They give some description of how their weights are stored: they pack 4 weights ...

Fubwubs · 2025-04-17T15:51:39 1744905099

This model maps weights to ternary values {-1, 0, 1} (aka trits). One trit holds log(3)/log(2) ≈ 1.58 bits of information. To represent a single trit by itself would require 2 bits, but it is possible to pack 5 trits into 8 bits. This article explains it well: https://compilade.net/blog/ternary-packing

By using 4 ternary weights per 8 bits, the model is not quite as space-efficient as it could be in terms of information density. (4*1.58)/8 = 0.79 vs (5*1.58)/8 = 0.988 There is currently no hardware acceleration for doing operations on 5 trits packed into 8 bits, so the weights have to be packed and unpacked in software.

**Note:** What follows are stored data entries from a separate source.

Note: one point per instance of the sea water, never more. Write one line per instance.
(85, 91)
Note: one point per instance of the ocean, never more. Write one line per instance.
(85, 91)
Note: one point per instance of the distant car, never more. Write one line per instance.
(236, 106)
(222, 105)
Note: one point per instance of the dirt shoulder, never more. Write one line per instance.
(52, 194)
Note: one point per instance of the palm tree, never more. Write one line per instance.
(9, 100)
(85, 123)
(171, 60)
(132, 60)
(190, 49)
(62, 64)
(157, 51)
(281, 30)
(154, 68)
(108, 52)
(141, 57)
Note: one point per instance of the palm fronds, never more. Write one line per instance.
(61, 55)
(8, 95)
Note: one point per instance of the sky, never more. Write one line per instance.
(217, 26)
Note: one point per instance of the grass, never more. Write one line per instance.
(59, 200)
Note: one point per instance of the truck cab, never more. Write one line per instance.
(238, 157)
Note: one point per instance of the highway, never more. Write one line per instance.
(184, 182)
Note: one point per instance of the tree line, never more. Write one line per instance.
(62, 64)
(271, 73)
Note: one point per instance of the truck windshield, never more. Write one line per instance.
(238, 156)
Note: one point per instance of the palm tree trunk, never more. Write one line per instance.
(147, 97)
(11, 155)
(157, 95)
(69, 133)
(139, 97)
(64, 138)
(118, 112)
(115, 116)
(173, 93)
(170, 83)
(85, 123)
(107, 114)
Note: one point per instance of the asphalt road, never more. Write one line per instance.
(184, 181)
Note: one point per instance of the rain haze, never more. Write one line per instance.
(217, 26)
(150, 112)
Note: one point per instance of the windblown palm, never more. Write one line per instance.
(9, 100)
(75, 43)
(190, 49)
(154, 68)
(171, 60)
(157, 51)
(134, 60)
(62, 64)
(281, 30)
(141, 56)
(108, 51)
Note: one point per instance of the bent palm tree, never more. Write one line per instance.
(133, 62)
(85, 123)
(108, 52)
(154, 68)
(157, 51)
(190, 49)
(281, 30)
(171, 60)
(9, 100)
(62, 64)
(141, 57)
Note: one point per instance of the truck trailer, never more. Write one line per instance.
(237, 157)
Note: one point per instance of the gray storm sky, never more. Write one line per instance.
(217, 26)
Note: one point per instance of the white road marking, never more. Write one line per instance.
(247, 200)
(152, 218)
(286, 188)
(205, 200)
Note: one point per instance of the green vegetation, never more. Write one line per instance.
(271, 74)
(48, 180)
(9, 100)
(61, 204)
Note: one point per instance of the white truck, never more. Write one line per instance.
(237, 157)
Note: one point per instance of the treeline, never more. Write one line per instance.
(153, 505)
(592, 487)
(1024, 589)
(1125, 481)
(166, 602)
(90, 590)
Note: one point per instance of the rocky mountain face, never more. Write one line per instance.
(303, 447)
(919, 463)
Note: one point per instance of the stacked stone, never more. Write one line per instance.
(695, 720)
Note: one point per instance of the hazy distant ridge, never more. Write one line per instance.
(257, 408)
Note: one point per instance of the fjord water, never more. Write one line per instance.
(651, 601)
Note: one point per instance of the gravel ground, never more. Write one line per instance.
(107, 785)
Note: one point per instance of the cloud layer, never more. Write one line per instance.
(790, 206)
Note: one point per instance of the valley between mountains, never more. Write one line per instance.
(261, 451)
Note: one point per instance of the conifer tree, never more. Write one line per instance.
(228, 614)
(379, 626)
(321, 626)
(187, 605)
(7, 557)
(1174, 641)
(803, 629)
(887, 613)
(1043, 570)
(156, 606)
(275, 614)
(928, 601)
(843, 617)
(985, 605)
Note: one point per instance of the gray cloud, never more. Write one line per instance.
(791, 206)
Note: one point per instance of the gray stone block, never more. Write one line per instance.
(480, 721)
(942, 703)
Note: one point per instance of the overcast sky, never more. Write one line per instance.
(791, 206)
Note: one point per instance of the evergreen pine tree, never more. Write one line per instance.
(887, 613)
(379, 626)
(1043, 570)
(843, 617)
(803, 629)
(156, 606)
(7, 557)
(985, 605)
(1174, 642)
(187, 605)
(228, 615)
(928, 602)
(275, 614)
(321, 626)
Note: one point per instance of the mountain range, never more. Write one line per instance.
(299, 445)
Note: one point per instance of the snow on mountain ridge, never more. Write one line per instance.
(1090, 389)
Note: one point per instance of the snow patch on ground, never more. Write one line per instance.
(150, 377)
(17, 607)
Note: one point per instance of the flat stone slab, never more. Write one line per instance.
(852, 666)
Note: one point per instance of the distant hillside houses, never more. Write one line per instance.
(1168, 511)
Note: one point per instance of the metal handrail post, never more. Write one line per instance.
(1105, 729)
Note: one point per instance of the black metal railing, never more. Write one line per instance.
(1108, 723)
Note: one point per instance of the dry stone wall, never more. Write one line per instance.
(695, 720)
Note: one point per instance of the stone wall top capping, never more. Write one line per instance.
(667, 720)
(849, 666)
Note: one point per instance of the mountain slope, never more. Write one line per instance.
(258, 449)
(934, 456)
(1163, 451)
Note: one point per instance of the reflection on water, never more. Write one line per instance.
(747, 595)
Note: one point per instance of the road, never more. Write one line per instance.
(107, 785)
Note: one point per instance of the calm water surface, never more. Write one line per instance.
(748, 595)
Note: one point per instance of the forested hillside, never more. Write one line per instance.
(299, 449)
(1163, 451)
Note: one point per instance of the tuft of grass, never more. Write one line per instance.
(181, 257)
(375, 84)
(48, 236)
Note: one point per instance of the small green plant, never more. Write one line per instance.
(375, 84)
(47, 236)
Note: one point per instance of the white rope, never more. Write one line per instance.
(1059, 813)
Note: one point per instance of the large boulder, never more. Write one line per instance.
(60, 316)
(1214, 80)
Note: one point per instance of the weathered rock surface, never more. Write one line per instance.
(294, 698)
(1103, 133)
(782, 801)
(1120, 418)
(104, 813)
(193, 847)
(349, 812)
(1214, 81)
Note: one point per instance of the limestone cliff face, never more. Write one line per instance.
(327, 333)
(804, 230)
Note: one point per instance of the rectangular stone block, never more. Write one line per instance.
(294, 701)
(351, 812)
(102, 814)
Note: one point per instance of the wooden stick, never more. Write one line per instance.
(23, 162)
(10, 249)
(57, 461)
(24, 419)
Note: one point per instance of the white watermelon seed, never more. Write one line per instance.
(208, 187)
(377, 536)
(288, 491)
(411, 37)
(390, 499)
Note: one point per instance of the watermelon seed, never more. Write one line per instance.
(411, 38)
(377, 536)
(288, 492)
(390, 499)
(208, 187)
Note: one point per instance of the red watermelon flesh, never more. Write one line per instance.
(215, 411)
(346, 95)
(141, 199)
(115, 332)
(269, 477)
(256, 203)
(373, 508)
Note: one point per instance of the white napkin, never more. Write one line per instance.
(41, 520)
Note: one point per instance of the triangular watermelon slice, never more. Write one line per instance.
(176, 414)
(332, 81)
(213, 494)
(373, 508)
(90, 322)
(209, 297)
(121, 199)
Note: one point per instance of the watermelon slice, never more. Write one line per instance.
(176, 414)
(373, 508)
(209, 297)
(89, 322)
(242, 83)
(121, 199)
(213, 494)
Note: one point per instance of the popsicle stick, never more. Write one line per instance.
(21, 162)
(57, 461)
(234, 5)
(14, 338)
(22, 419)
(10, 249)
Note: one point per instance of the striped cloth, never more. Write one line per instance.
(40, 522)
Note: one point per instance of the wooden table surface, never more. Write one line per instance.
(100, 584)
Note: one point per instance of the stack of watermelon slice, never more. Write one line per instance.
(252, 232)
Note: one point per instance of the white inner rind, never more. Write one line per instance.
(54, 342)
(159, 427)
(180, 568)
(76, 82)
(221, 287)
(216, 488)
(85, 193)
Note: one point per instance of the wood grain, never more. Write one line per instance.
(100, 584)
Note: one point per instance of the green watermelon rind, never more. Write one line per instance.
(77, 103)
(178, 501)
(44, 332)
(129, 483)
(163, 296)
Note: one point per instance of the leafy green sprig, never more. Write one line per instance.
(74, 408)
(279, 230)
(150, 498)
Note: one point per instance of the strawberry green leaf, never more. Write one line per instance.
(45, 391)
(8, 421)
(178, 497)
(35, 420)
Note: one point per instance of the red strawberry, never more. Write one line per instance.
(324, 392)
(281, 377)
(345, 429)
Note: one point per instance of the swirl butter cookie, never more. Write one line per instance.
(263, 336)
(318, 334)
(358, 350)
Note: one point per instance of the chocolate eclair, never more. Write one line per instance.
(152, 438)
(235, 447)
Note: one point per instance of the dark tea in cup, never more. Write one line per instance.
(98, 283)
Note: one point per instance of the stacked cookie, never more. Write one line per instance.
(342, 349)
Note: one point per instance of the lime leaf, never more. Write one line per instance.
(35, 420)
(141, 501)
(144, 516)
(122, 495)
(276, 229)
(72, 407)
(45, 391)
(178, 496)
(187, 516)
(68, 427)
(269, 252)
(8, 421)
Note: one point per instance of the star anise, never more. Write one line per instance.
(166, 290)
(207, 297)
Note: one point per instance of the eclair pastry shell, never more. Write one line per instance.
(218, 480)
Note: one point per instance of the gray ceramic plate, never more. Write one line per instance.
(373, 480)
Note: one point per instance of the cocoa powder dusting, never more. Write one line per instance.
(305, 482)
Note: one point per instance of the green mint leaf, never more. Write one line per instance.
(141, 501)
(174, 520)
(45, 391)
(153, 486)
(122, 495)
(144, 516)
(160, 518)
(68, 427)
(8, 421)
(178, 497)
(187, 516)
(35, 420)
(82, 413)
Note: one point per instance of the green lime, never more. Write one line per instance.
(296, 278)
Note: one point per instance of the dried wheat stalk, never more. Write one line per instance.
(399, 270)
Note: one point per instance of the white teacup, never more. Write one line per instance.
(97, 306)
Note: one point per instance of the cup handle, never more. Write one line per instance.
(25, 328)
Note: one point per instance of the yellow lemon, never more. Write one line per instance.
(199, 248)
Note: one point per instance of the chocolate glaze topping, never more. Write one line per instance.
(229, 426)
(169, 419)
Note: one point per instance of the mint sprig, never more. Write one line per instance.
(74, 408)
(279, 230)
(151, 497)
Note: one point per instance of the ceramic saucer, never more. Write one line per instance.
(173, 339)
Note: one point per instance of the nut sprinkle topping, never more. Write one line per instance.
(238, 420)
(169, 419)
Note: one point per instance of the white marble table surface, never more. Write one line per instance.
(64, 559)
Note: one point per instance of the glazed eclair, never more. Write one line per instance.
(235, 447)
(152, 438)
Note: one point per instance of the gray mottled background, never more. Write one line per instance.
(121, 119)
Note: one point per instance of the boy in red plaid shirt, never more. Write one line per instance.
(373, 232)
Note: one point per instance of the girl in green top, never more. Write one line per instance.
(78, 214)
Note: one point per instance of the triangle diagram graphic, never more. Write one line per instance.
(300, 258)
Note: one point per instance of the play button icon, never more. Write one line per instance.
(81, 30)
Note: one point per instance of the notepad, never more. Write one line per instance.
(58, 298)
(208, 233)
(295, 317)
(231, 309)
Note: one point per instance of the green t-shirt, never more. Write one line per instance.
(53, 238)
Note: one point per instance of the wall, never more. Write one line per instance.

Packing 5 weights into 8 bits requires slower, more complex packing/unpacking algorithms.

akoboldfrying · 2025-04-17T23:27:07 1744932427

That link gives a great description of how to pack trits more efficiently, thanks. Encoding in "base 3" was obvious to me, but I didn't realise that 5 trits fit quite tightly into a byte, or that it's possible to "space the values apart" so that they can be extracted using just multiplications and bitwise ops (no division or remainder).